They cannot be identical, else both of you would get all of both y'all emails.
It's a technical impossibility to thave the same adress between 2 people and not see all emails sent to both. At least not on the internet with SMTP routing.
It would take seperate networks, like in a company network that does not route to the outside world.. but that is a thing of the past these days.

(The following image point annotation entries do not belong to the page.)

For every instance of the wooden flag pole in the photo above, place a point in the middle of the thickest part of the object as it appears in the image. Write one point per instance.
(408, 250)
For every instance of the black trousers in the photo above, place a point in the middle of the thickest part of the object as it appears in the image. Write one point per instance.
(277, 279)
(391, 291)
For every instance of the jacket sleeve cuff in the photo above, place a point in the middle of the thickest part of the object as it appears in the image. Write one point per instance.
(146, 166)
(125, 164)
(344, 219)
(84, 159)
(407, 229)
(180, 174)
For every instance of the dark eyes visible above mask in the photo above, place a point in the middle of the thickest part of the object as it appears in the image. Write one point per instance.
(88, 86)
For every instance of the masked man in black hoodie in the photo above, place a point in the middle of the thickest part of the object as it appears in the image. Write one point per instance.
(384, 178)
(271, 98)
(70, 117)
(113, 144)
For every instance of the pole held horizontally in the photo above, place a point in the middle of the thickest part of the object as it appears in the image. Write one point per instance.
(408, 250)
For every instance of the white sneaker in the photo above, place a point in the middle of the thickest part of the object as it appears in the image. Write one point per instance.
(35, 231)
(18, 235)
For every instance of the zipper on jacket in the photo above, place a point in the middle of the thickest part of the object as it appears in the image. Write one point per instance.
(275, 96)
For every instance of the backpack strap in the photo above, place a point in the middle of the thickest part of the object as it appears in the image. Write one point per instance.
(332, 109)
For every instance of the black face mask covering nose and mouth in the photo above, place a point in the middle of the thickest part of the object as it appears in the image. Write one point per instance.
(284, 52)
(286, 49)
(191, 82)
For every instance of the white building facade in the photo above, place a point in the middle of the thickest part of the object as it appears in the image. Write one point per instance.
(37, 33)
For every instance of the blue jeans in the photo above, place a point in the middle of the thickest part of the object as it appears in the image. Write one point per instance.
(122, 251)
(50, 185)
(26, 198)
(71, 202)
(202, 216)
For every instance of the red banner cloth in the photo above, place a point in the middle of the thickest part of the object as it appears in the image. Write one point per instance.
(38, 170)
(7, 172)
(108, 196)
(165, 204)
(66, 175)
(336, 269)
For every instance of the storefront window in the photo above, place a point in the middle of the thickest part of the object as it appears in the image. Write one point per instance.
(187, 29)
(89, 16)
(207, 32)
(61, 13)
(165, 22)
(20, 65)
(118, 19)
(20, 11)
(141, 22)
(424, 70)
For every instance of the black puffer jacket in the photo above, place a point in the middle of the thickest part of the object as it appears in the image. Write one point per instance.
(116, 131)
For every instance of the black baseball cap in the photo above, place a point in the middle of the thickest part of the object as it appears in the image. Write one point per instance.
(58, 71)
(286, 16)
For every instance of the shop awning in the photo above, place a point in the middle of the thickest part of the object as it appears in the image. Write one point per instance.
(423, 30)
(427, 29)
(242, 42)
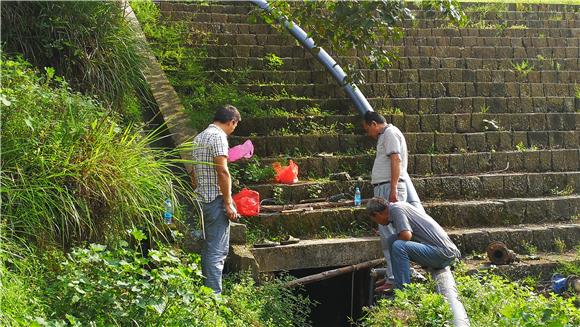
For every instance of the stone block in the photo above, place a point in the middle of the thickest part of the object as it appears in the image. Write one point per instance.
(422, 164)
(462, 123)
(515, 185)
(571, 139)
(540, 139)
(448, 105)
(471, 186)
(572, 159)
(476, 142)
(440, 164)
(492, 186)
(470, 162)
(456, 164)
(444, 143)
(537, 122)
(425, 142)
(427, 106)
(446, 123)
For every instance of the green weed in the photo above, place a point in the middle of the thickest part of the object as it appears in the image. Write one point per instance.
(568, 190)
(559, 245)
(71, 172)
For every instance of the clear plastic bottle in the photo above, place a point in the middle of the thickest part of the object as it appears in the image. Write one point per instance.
(167, 211)
(357, 197)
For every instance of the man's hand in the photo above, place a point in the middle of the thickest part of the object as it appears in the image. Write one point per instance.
(393, 196)
(232, 213)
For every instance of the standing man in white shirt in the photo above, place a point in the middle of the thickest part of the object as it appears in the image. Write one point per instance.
(389, 176)
(214, 187)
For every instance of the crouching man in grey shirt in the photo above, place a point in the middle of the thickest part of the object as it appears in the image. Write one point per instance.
(418, 238)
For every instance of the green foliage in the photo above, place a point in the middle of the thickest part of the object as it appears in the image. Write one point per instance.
(523, 68)
(180, 51)
(252, 171)
(529, 248)
(489, 300)
(90, 43)
(272, 304)
(417, 305)
(70, 172)
(19, 300)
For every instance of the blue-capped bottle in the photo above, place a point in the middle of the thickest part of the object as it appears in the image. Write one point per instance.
(168, 211)
(357, 197)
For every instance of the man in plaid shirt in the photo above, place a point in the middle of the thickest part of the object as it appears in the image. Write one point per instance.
(214, 186)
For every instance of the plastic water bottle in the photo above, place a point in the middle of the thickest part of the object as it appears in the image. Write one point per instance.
(357, 198)
(168, 211)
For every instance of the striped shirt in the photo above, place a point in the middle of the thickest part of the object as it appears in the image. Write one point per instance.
(211, 143)
(390, 141)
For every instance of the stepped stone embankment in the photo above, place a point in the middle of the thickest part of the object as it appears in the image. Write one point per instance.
(490, 114)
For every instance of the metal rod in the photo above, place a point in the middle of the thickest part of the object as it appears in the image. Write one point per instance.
(323, 57)
(334, 272)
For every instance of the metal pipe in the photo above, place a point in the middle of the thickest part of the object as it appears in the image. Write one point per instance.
(334, 272)
(323, 57)
(446, 286)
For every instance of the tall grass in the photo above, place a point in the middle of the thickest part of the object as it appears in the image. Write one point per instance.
(70, 172)
(88, 42)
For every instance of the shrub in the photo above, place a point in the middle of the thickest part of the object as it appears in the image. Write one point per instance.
(489, 300)
(70, 172)
(88, 42)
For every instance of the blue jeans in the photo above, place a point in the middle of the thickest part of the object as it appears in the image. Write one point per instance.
(217, 242)
(406, 193)
(402, 252)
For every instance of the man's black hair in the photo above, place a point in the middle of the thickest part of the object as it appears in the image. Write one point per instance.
(226, 114)
(373, 116)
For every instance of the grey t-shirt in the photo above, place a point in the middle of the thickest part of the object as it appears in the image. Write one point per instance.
(390, 141)
(425, 229)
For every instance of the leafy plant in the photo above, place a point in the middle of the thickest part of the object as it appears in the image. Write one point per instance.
(529, 248)
(70, 172)
(489, 300)
(361, 26)
(559, 245)
(90, 43)
(252, 172)
(273, 62)
(314, 191)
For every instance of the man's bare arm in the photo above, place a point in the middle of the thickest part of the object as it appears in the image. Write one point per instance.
(225, 184)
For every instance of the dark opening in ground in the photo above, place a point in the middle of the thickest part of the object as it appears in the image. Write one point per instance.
(335, 306)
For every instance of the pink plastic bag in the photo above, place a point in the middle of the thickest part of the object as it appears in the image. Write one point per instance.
(244, 150)
(247, 202)
(287, 174)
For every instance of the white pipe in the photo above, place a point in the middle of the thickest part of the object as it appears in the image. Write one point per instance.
(446, 286)
(324, 58)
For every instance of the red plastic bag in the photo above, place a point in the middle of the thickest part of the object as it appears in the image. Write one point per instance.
(286, 174)
(247, 202)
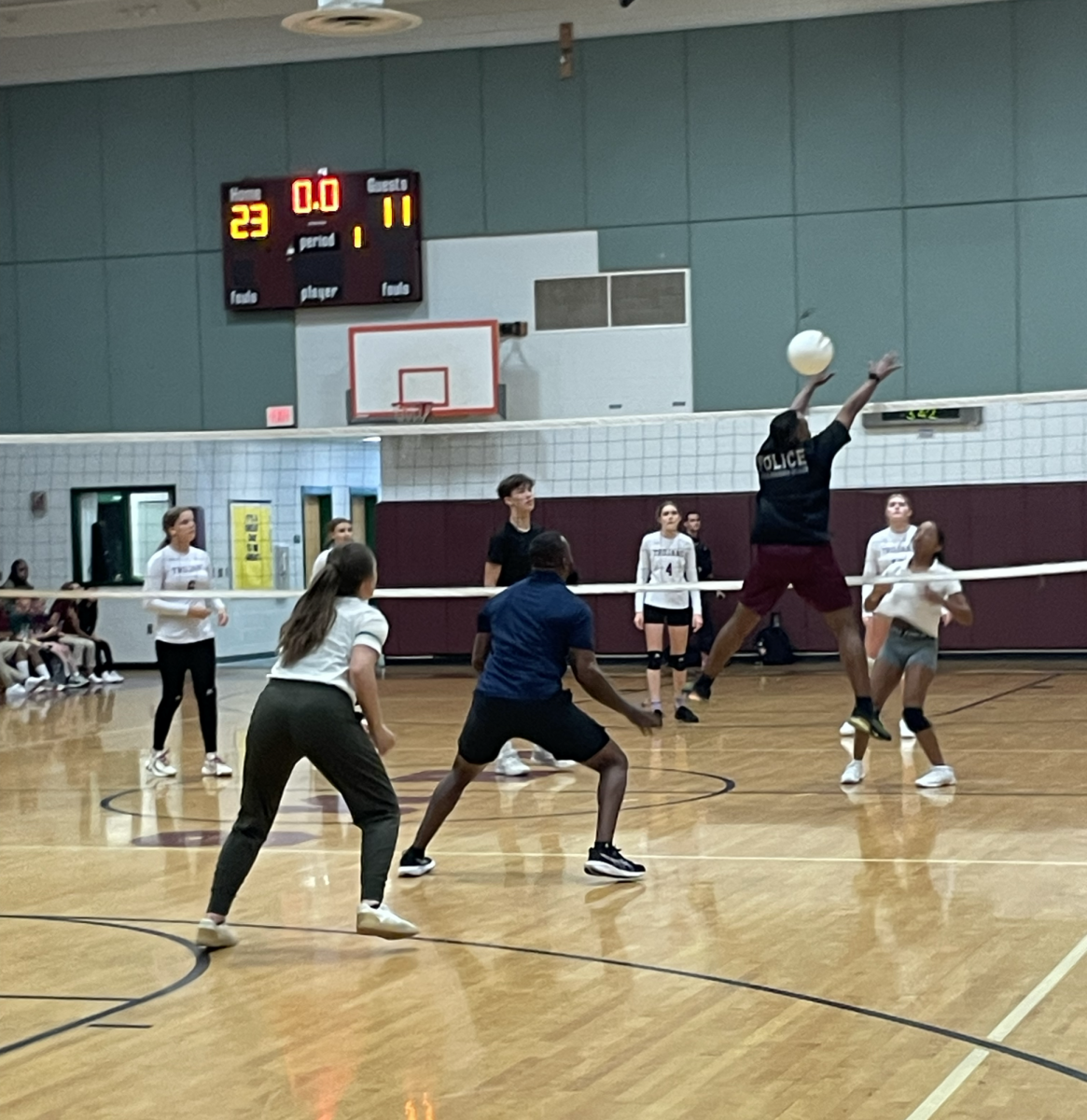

All allowed addressing characters and their use are described in
https://tools.ietf.org/html/rfc2822
But in any case
Stijn.vandamme@domain.com
stijnvandamme@domain.com
stijn
vandamme@domain.com < Not allowed
"stijn vandamme"@domain.com > ALLOWED
Stijn..vandamme@domain.com < Not allowed
"Stijn..vandamme"@domain.com > ALLOWED
But, only a stupid Admin will allow spaces and other weird sjit on his server because it can only cause problems and confusion down the line
Even the forum get's all annoyed and tries to add "email" tags and then fails on the spaces
Note, none of it is caps sensitive
so
STIJNVANDAMME@domain.com
is exactly the same as
stijnvandamme@domain.com
or
StIjNvAnDaMmE@domain.com
Quote:
Originally Posted by stomachmonkey
|
Then Gmail was not complying to the RFC.. But i fail to see how there is a security problem with that.
IF Gmail consistently ignores the dot and does not allow it in the creation of the account
Then no accounts will have a dot.
So if at that point somebody sends an email, and adds a dot... And Gmail parses the dot out, to end up with the non dot version.
Why would there be a problem?
Any email to
stijn.vandamme@gmail.com would end up in the
stijnvandamme@gmail.com mailbox
and when the user replies, it will be from
stijnvandamme@gmail.com since gmail doesn't do dots.
How would a hacker in that way get access to the account? the password is still there.
You can't login to the mailbox without it.
The only way I can see an issue, if at some point they did allow a . in the adress but not in their routing.
Which would be a bit of a split brain problem and then you supposedly could get the mails to change routing, if the target has a dot, and you slip in with the same adress without a dot.
But that sounds a bit rich to me.. It would be epic retard level at Gmail if they did that.